In the mail last night I received Godfrey’s mother, Isabella Miller’s, birth, marriage and death certificates. It is exciting to receive the evidence and then disappointing when not all details are complete. She was born, Isabella Duthie, 15/3/1867 at Brougham St, New Plymouth, NZ. The age of her parents Mary Ann and John are not listed. Her marriage, 24/4/1891, In the Church of St John, Willis St, Wellington both her parents and her groom, Thomas Tripney Miller’s parents are listed: Jane Miller Tripney and John Miller. This side of the family detail is largely missing to me. Isabella’s death certificate, 12/11/1896, Pleurisy/Phthsis, her age at the time of her death is incorrect in one section but correct at 28 years in another. Her place of burial is Karoni. Her death, when Godfrey was only a toddler and my grandmother only a baby, is significant in Miller’s story. Whilst her sister, Eliza Jane later married Thomas, Godfrey refers to her in adult letters as Lewis’s mother, not his own. This of course is biologically correct but in the repeated statements it seems to be also a feeling, a knowledge of very early loss. Somehow this did shape the sensitivities of Godfrey both as a boy and a man. He writes of his mother’s artisitic abilities and strong character in the face of businessmen in the community. How does he ‘know’? Is this to do with the knowledge of mankind held within or a matter of personal interpretation?
This is all starting to come out in my Writing Practice which I do intend to update tomorrow as I have shifted through a decade now. Today I also returned to an old Meanjin on Biography, 2002, Vol 61 No. 1. There is an article titled ‘Lives of the Poets’ by David McCooey which discusses the form ‘biographical poetry’. I’m thinking if I return to my writing practice and provide it with shape or form it may become part of that genre. I will look through the poetry archway, once I know Miller better.
Returning to observation, as I move about my project practising the imagery of Miller’s islands skipping with ease between subjects, I attended a talk last night on authenticity.
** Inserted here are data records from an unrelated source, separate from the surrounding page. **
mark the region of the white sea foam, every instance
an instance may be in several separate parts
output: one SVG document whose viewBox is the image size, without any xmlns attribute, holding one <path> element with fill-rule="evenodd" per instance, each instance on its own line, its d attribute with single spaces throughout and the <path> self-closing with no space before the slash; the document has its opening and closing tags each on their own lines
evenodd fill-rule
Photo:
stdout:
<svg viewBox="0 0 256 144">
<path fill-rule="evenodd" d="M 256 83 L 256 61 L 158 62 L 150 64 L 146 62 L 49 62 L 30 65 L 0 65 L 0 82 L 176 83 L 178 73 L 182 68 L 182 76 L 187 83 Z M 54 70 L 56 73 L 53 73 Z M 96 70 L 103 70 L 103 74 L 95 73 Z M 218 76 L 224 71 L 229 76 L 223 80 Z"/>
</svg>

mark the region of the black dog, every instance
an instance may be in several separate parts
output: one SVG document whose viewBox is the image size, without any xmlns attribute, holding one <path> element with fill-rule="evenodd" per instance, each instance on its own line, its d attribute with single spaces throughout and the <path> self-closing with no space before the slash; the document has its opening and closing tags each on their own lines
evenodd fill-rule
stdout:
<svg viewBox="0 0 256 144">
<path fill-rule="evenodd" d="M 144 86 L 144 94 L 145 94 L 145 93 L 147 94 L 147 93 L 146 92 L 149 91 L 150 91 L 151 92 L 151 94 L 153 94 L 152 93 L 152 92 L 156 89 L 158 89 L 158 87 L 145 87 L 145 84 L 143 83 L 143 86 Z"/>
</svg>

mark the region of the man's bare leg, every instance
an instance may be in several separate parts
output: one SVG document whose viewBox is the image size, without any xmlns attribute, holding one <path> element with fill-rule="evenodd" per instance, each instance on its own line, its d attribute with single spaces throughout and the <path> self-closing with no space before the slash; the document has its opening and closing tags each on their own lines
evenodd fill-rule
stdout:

The speaker was Robert Rabbin and the evening was arranged by Kate James, Total Balance. It was a talk that resonated with my Miller readings of both Tagore and Krishnamurti and offered the audience 10 words
that Rabbin has formulated as the context from which we can all work at being authentic. I know I have to work on this thinking being flawed and marked by my distilling of Catholicism’s notions of guilt and selfishness. (On my drive home this evening, the ABC Encounter program, discussed authenticity as the new paradigm informing the West, interesting the principles are from the East.)Yet this is all part of the journey and late today I felt elated as the first and second principles, ‘Be Present’ and ‘Pay Attention’ struck me physically as I sat and watched the Montsalvat sunset. Through my eyes the shifting clouds with movement and ever changing hue, entered and filled my being. I sat and watched with the background sound of a duck slipping across the water behind me.
I don’t hear the traffic sounds from the roads around the Eltham hills anymore. After a month I feel I have arrived here.